= Ali of La Palomera =

ʿAlī was, according to the Llibre dels fets, "a Saracen ... from La Palomera" who defected during the conquest of Majorca and swam out to the fleet of King James I of Aragon with intelligence about the island. The Llibre is an eyewitness account written by James himself. The story, however, is much more developed in the later account of Bernat Desclot. According to Desclot, ʿAlī was the majordomo of the "king of Majorca" (the governor Abū Yaḥyā). He chose to defect when his mother, an astronomer, warned him that James would conquer the island.
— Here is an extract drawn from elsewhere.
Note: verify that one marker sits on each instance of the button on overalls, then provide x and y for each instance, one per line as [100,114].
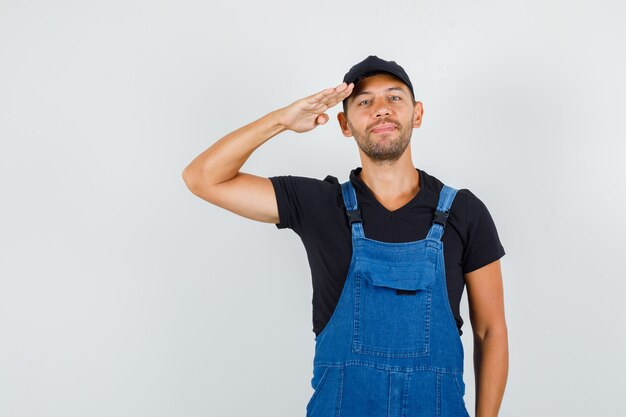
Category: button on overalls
[391,347]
In reality, his choice was probably based on opposition to Abū Yaḥyā. He and his family would certainly have preserved their property by siding with the conquerors.

The story of ʿAlī and his mother entered the popular tradition in and around Andratx. The family is said to have owned Sant Elm, where his mother observed the stars from the walls. The story was taken up by poets during the Renaixença. The local poet Pere d'Alcàntara Penya i Nicolau (1823–1906) collected the stories and published a poem on them under the title N'Alí de la Palomera in 1871. He gave the name Zulema to ʿAlī's mother for the first time. Another poet, Tomàs Forteza i Cortès (1838–1898), wrote a similar poem on the woman's astrological feats.